Global Times (2014-07-15 P04)
By Agencies
Prosecutors in Shanghai have filed charges against a foreign couple for illegally obtaining private information on Chinese citizens, the Xinhua News Agency reported on Monday.

It is the first time foreigners have been arrested in China on the charge of conducting illegal investigations.

The couple, 58-year-old British national Peter William Humphrey, a former Reuters reporter, and his 61-year-old American wife, Yu Yingzeng, were detained last year for working as private eyes for GlaxoSmithKline (GSK) China's then general manager Mark Reilly.

Humphrey and Yu registered an investigation company in Hong Kong in 2003, according to CCTV news. The company is only a shell firm, with no office, no receptionist and only a telephone that transfers to a secretary, China Central Television (CCTV) quoted Ding Zhidong, an official at the Shanghai public security bureau, as saying.
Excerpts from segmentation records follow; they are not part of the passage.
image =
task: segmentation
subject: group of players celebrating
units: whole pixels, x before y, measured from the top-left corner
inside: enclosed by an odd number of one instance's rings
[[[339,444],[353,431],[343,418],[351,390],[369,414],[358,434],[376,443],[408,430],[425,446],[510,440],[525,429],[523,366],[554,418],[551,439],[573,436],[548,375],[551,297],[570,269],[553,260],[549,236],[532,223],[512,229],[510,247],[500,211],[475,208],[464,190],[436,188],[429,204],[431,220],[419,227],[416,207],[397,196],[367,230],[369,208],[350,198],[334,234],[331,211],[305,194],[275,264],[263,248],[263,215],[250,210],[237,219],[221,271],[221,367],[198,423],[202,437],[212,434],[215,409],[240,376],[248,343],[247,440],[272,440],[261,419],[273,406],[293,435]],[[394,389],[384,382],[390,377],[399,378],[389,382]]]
In 2004, the couple registered another company in Shanghai. From 2009 to 2014, they received requests to investigate thousands of companies and individuals, CCTV reported.

The couple exchanged money for information, including information on individuals' family background, real estate holdings, vehicle and household registration details, as well as exit-entry records.
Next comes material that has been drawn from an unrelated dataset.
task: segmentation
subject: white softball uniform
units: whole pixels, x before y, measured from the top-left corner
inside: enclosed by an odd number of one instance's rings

Besides illegally purchasing information, the couple also obtained information through photographic surveillance, infiltration and tailing the subjects of their investigations, Xinhua said. The couple compiled reports based on the information obtained and sold them at high prices to their clients, mostly multinational corporations, including GSK China.

Xinhua reported that Humphrey admitted he was contacted by Reilly and GSK's legal department director Zhao Hongyan in 2013. The couple was prepaid 100,000 yuan ($16,143) to find the informant who sent anonymous e-mails of intimate video of Reilly and his girlfriend, as well as e-mails that disclosed GSK China's bribery scandals to Chinese authorities and GSK's executives.

Humphrey told CCTV in a Shanghai police station that he "deeply regrets" breaking Chinese law. 

According to Chinese Criminal Law, people who sell or illegally provide Chinese citizens' private information to others will be sentenced to no more than three years in prison as well as charged a fine.